Module prop::modal

Modal Logic

This modal logic builds upon the hooo module using Exponential Propositions (HOOO EP).

The Modal Logic variant derived is S5 or stronger for decidable propositions. For more information about variants of Modal Logic, see wikipedia article.

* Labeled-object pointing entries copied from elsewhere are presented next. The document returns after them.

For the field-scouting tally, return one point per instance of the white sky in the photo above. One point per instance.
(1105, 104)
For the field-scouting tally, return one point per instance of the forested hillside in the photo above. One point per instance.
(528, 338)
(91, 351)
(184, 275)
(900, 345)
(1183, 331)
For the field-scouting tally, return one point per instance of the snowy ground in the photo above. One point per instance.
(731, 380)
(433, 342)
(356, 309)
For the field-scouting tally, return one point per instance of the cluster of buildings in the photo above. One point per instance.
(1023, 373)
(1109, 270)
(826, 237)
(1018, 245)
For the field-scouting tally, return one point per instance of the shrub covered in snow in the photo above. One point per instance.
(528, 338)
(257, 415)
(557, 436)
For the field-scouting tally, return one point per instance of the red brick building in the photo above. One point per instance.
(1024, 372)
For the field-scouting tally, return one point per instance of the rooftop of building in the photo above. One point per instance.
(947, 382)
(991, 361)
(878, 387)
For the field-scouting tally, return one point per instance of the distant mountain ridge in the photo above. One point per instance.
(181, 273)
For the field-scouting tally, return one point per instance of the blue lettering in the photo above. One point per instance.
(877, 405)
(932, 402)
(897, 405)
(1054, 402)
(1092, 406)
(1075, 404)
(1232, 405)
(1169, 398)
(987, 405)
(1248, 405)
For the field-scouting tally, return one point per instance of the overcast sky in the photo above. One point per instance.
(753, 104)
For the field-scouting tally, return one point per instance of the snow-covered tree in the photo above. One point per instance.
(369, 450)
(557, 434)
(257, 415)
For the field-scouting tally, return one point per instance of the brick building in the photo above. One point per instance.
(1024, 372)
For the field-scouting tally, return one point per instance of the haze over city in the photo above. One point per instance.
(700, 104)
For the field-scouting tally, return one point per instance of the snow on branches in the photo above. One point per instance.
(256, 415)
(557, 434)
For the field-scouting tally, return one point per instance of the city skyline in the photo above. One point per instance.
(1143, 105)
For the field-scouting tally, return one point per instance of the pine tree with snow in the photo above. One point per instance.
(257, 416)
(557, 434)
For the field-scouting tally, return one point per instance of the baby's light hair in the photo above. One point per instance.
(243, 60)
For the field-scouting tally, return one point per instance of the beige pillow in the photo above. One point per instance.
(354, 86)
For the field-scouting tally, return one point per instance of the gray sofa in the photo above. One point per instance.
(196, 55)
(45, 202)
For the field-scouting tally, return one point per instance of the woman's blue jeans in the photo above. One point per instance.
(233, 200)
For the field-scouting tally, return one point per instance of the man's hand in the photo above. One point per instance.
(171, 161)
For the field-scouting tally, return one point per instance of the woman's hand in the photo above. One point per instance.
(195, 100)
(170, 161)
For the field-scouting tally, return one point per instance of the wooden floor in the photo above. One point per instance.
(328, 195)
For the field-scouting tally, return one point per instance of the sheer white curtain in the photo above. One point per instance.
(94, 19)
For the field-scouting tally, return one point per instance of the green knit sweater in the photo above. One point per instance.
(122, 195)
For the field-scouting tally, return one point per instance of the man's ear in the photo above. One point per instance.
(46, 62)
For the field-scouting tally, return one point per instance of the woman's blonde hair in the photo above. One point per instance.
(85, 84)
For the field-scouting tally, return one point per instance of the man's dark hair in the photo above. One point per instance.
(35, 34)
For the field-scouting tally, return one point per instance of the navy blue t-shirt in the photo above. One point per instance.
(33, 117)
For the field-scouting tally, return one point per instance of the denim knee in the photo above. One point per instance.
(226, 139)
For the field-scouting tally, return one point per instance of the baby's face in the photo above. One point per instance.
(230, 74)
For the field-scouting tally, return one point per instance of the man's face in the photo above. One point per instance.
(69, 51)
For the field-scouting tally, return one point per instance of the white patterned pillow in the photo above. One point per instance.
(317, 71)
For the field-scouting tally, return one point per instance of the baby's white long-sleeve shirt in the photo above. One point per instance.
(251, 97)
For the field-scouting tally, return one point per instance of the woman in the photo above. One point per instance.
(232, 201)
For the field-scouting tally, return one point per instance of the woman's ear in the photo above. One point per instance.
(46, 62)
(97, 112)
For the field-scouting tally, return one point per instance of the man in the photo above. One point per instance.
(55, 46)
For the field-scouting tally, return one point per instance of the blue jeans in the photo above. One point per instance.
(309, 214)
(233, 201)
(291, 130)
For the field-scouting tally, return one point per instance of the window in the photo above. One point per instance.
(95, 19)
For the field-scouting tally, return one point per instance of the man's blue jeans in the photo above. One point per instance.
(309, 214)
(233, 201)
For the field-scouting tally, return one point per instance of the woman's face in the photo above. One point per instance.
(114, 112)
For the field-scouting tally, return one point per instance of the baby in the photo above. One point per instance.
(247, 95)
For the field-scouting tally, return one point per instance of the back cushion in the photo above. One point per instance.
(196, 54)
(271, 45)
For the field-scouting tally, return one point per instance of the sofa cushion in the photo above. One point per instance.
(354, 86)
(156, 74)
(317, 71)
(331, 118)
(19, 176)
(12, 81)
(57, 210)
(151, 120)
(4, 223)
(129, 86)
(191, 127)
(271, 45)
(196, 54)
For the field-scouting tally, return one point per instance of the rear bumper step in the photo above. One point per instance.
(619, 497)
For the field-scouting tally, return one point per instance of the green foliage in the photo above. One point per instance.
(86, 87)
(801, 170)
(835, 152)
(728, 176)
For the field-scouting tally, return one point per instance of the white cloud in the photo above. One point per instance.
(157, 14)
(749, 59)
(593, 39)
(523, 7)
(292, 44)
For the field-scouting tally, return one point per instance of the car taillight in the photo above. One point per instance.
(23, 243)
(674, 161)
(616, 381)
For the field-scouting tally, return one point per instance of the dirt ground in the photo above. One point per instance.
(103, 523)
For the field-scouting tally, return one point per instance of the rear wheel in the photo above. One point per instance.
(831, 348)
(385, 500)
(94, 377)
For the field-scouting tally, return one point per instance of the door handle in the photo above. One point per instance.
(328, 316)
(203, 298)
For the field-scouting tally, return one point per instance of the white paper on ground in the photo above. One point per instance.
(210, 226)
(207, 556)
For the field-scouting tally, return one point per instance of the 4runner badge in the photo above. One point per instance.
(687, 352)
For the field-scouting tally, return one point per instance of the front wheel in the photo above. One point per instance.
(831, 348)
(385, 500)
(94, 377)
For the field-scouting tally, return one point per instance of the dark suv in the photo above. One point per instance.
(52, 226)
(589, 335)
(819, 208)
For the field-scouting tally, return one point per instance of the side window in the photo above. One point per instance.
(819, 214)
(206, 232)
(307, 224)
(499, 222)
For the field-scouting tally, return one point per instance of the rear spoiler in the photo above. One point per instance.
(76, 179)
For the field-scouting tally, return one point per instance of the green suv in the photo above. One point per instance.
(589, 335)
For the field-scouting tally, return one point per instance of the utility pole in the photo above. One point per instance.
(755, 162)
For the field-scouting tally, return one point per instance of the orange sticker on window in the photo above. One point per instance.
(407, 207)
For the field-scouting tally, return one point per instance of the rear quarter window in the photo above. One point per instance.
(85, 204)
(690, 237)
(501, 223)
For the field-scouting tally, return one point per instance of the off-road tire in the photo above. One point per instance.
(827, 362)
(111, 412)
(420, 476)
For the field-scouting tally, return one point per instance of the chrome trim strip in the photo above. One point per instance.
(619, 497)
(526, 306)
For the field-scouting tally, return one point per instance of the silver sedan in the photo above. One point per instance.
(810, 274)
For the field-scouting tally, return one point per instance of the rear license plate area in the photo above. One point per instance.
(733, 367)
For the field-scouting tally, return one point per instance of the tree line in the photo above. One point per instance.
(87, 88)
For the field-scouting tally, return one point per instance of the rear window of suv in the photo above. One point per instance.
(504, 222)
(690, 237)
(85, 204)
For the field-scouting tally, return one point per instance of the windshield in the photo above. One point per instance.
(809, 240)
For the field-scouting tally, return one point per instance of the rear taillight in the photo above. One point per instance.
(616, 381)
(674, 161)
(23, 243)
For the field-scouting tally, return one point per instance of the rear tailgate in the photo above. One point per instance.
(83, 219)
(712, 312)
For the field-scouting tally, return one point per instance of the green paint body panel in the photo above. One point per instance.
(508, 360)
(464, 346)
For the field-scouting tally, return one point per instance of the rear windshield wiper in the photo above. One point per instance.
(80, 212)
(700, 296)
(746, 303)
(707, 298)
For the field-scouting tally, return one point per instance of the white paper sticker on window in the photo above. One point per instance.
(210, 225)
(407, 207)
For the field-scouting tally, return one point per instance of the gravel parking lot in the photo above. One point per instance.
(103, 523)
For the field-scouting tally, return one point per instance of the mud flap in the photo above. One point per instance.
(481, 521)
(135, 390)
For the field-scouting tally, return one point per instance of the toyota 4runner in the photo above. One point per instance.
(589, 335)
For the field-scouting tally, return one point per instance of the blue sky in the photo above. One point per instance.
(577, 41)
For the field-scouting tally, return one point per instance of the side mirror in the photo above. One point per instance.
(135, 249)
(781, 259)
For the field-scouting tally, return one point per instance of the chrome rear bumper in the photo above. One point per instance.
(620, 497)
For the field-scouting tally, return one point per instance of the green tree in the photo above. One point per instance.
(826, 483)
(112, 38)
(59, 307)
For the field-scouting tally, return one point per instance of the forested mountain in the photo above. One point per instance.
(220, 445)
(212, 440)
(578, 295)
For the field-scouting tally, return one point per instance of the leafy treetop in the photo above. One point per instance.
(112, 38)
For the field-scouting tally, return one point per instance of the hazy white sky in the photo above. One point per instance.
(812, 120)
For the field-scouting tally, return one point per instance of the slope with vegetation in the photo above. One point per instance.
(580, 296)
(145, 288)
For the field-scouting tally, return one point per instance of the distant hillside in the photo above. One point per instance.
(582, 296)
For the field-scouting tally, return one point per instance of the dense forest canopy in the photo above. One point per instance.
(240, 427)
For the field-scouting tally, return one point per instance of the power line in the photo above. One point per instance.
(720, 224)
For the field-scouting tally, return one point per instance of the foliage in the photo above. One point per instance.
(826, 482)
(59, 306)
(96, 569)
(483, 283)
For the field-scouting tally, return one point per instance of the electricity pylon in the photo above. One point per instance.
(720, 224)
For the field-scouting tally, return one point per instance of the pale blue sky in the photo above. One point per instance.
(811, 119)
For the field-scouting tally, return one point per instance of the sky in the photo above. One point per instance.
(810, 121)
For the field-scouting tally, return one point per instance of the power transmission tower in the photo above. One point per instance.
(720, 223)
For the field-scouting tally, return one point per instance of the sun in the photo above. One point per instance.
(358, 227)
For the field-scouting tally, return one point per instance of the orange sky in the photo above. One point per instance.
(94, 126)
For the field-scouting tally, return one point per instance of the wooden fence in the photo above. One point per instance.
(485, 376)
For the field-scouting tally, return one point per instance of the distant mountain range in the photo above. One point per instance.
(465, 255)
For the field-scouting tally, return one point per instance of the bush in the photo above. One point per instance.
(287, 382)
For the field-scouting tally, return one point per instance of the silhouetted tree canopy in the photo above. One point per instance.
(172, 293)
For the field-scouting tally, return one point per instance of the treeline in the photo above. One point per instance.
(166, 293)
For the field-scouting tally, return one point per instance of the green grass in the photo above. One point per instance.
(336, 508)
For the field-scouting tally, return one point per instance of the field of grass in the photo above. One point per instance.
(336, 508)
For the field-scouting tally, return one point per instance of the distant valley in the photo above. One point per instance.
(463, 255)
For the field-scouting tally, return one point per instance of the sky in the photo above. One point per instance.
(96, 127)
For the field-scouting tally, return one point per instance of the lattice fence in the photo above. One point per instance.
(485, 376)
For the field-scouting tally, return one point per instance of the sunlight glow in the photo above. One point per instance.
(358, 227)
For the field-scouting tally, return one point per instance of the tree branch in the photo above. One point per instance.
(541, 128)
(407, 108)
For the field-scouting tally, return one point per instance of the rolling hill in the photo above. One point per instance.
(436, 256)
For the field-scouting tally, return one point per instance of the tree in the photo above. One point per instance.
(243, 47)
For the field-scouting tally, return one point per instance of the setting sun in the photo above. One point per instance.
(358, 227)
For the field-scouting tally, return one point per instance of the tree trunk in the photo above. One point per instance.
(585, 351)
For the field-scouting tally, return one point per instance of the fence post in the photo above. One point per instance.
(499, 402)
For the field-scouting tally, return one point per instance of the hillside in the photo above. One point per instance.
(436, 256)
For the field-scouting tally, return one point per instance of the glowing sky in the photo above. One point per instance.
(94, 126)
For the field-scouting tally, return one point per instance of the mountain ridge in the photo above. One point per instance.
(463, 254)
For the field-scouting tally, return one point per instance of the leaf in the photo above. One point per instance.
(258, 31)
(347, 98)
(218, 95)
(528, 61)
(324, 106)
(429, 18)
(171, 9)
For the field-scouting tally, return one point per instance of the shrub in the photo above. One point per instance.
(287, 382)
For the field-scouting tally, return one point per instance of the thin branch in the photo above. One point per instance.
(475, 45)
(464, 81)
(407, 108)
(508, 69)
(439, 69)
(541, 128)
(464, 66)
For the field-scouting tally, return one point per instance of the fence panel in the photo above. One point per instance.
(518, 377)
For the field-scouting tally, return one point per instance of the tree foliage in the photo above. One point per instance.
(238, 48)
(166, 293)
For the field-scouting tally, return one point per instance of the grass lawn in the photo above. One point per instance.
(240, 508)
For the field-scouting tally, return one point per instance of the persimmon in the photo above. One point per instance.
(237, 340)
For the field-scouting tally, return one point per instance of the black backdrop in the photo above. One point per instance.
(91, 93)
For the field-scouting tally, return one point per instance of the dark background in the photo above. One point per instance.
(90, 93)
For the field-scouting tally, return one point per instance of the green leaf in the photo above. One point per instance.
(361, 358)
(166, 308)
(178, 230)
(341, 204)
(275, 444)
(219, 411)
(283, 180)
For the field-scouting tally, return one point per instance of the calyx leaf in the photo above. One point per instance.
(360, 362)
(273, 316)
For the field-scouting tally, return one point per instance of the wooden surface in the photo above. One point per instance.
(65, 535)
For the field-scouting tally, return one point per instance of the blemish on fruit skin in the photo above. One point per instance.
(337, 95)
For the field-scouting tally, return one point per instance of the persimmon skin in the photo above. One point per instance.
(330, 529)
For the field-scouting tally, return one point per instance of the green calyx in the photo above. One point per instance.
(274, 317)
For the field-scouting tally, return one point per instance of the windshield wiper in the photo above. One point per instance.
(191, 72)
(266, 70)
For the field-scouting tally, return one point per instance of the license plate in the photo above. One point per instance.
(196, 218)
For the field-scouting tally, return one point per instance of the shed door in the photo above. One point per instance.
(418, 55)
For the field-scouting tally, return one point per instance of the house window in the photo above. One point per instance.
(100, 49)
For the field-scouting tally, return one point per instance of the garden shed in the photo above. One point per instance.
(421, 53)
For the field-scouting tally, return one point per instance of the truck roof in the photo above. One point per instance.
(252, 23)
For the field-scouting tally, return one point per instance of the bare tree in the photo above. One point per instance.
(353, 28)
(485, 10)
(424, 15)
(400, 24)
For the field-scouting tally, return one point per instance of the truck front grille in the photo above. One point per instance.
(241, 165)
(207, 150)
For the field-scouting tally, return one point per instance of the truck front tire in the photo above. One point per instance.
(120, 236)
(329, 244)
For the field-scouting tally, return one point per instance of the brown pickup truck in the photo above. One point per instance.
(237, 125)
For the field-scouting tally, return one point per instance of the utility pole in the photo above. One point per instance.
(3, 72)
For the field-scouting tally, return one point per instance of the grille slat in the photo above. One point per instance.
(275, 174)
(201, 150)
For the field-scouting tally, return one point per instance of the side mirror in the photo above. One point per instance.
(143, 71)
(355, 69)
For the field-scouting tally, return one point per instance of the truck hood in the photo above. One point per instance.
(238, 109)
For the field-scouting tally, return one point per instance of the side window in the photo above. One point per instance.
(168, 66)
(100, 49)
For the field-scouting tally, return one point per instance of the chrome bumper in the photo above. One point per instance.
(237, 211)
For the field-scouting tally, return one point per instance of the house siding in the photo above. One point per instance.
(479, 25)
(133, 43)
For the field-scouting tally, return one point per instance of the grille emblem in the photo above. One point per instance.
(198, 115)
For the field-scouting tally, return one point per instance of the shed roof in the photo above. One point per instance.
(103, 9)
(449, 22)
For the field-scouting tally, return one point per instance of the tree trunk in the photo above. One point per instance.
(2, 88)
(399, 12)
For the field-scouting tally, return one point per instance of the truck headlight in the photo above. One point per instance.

It is currently known that HOOO EP implies S5, but it is unknown whether S5 implies HOOO EP.

Functions

• b
  a => □◇a.
• eq_nec_pos_strong_pos
  □◇a == strong_pos(a).
• eq_nnpos_nnecn
  ¬¬◇a == ¬□¬a.
• five
  ◇a => □◇a.
• four
  □a => □□a.
• k
  □(a => b) => (□a => □b).
• lob_triv
  □(□p => p).
• n
  (|- a) => (|- □a).
• nec_consistency
  □¬□⊥.
• nec_not_godel
  □¬(¬□⊥ => ¬□¬□⊥).
• nec_not_lob
  □¬(□(□⊥ => ⊥) => □⊥).
• nec_pos_to_strong_pos
  □◇a => strong_pos(a).
• nec_to_nposn
  □a => ¬◇¬a.
• nec_to_pos
  □a => ◇a.
• nnecn_to_nnpos
  ¬□¬a => ¬¬◇a.
• nnecn_to_pos
  ¬□¬a => ◇a.
• nnpos_to_nnecn
  ¬¬◇a => ¬□¬a.
• npara_to_pos
  ¬(false^a) => ◇a.
• npos_to_para
  ¬◇a => false^a.
• npos_to_posn
  ¬◇a => ◇¬a.
• nposn_to_nec
  ¬◇¬a => □a.
• para_godel
  ⊥^(¬□⊥ => ¬□¬□⊥).
• para_lob
  ⊥^(□(□⊥ => ⊥) => □⊥).
• para_para_to_pos
  false^(false^a) => ◇a.
• para_to_npos
  false^a => ¬◇a.
• pos_to_nnecn
  ◇a => ¬□¬a.
• pos_to_npara
  ◇a => ¬(false^a).
• pos_to_para_para
  ◇a => false^(false^a).
• posn_to_npos
  ◇¬a => ¬◇a.
• strong_pos_to_nec_pos
  strong_pos(a) => □◇a.
• t
  □a => a.
• to_nnpos
  a => ¬¬◇a.

Type Definitions

• NNPos
  ¬¬◇p.
• Nec
  □p := p^true.
• Pos
  ◇p := p^true ⋁ theory(p).
• StrongPos
  strong_pos(a) := p^true ⋁ false^(p^true ⋁ false^p).